Ordained a Methodist minister in 1820, Mansfield went to New South Wales as a missionary the same year. Various disputes with the Wesleyan committee in London eventually caused Mansfield to resign as a missionary, but he remained a lay preacher and retained a close involvement with the Methodist church throughout his life. Mansfield became co-editor of the Sydney Gazette
with his friend Robert Howe in January 1829, and on Howe's death shortly afterwards he became sole editor. Mansfield continued the Gazette's traditional policy of supporting the government, taking governor Ralph Darling's side in the controversies over the freedom of the press. After the Gazette's proprietor Ann Howe 'contrived his dismissal' in 1832 (Walker 18), Mansfield wrote for J. D. Lang's Colonist, and from September 1838 he was one of eleven joint owners of that newspaper until it was sold to the proprietors of the Sydney Herald in 1840 (Walker 146). Mansfield's many and varied 'secular' business interests (which included a bookselling business) attracted unfavourable comment from the liberal governor Richard Bourke, as well as his enemies in the liberal press.
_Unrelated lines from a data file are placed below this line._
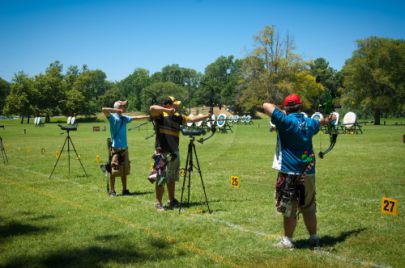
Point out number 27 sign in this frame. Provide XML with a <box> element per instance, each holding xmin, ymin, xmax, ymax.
<box><xmin>381</xmin><ymin>197</ymin><xmax>398</xmax><ymax>215</ymax></box>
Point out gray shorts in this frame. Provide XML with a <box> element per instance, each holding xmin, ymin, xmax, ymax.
<box><xmin>164</xmin><ymin>151</ymin><xmax>180</xmax><ymax>182</ymax></box>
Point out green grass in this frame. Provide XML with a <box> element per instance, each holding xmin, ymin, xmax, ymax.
<box><xmin>0</xmin><ymin>120</ymin><xmax>405</xmax><ymax>267</ymax></box>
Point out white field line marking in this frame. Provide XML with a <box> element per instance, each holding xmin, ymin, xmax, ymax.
<box><xmin>2</xmin><ymin>163</ymin><xmax>391</xmax><ymax>268</ymax></box>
From 1840, Mansfield became a leader writer for the Tory Herald (from 1842, known as the Sydney Morning Herald). It is generally thought that in the period 1840-1854, Mansfield was in fact the unacknowledged editor of the Herald, and his writing was crucial in shaping the paper's direction in these years (Souter 32-33).
References:
Souter, Gavin. Company of Heralds.
Walker, R. B. The Newspaper Press in New South Wales 1803-1920.